Part of the blame for this lack of faith goes to Elton Brand and the front office, sure. If Brand makes a move, I believe it will go poorly for the team because I believe he is a bad GM with bad team building instincts (see: Al Horford, $100 million man). But in the time the team has been competitive, who has come into Brown’s system and exceeded expectations? Jimmy Butler clashed with Brown immediately, didn’t perform to his usual standards in the regular season, turned it on in the playoffs, then left for Miami and returned to All-NBA form. Al Horford had his talent drained by the Monstars. Tobias Harris and Josh Richardson, whose talents seemed to be ascending when the Sixers acquired them, have stagnated and regressed, respectively.

The Pacers, Raptors, and in prior seasons Heat and Nets always frustrated me because, while lacking elite talents like Joel Embiid and Ben Simmons, they played the Sixers close and outperformed what you’d expect from them on paper. They found guys like Victor Oladipo, Fred Van Vleet, the Heat version of Richardson, and Spencer Dinwiddie from the NBA scrap heap, late picks on bargain second contracts, or rehab projects, and made them valuable NBA contributors, guys who can hold their own in the playoffs (and in Oladipo’s case, a star). They seemed to have full teams of these type of guy. The closest thing the Sixers have to this is Shake Milton, who got too big for his britches and seemingly wanted to fight Embiid in the first seeding game, and maybe Furkan Korkmaz. Seeing Trey Burke, who the team cut, go for 31 points for the Mavs after contributing nothing for the Sixers doesn’t help this feeling, though that was of course only one game.

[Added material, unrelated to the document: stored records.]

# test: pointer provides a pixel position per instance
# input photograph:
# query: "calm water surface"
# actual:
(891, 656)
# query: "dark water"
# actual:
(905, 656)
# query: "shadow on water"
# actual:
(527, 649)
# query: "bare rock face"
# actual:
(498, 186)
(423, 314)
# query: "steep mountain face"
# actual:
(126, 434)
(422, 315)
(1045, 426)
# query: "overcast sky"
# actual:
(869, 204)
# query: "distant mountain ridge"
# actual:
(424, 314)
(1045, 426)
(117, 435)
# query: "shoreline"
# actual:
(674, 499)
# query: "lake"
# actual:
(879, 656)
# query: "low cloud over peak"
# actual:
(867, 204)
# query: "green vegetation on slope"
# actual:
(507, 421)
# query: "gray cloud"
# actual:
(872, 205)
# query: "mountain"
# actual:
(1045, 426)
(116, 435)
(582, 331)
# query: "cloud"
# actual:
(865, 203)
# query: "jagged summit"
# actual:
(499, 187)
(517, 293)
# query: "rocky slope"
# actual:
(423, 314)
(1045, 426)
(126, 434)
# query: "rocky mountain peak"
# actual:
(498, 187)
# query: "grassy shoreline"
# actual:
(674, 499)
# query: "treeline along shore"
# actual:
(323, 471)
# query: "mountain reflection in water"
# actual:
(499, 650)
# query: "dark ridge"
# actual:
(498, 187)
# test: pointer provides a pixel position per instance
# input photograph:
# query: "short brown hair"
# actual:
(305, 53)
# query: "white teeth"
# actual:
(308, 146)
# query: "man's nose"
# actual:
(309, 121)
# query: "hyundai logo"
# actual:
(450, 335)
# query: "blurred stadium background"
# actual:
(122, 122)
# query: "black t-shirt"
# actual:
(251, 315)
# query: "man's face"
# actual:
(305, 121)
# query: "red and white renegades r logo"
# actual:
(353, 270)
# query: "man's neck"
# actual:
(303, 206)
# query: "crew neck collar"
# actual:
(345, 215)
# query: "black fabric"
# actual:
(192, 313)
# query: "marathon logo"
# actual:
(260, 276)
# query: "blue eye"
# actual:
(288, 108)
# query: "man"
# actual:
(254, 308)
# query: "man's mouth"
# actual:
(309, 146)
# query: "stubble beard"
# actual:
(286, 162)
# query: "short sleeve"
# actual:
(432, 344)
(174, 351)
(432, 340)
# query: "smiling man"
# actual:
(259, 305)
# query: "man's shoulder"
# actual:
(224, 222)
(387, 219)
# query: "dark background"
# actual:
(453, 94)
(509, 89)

Again, a large part of the blame for this goes to Brand, who is horrible at his job, but at some point the lack of development for non-stars across the board is glaring, and the gap between how good the team should be on paper and how often mediocre they play (not to mention how absolutely miserable they are to watch) has to fall on Brown. The team never plays above its level, and while playoff series are traditionally won by the team with the best player, there are a lot of great players in the NBA right now, and to win a title you need your Van Vleets, Robert Horrys, Derrick Fishers, and Shane Battiers to come through. Under Brown, I have no confidence that that will happen for the Sixers. That realization, coupled with the team’s complete lack of adjustment to TJ Warren that helped him get to 53 points on Saturday, leave me feeling like the team has no choice but to move on from.

Admittedly, I’m late to the party on this. I thought Brown’s treatment by fans and media was unfair, that he deserved the chance to go after the title after suffering through the lean years. Subconsciously I thought his charm and affability had to help him get his message through to the players. I was wrong about that.He seems to have been tuned out, negating what was likely his best quality as a coach.

A couple years ago, the Sixers brought in Mike D’Antoni mid-season as the “offensive coordinator.” D’Antoni rose to fame as coach of Steve Nash’s Seven Seconds or Less Suns, before flaming out as Knicks coach when he couldn’t get Carmelo to buy into his system. He’s now the coach of the Rockets, and has completely changed his system from the fast, enjoyable Suns version to an iso-heavy slog that maximizes his star, James Harden’s, skill set. D’Antoni has yet to prove himself by winning a title in Phoenix or Houston, but that ability to change the system to maximize what he gets from his stars would sure be interesting on the weirdly-constructed Sixers right now. The Nets fired Kenny Atkinson, who last year got the team to play well enough with a bunch of relative no-names that they became a viable destination for Kyrie Irving and Kevin Durant. Hopefully Sixers next coach can do a little of both for them.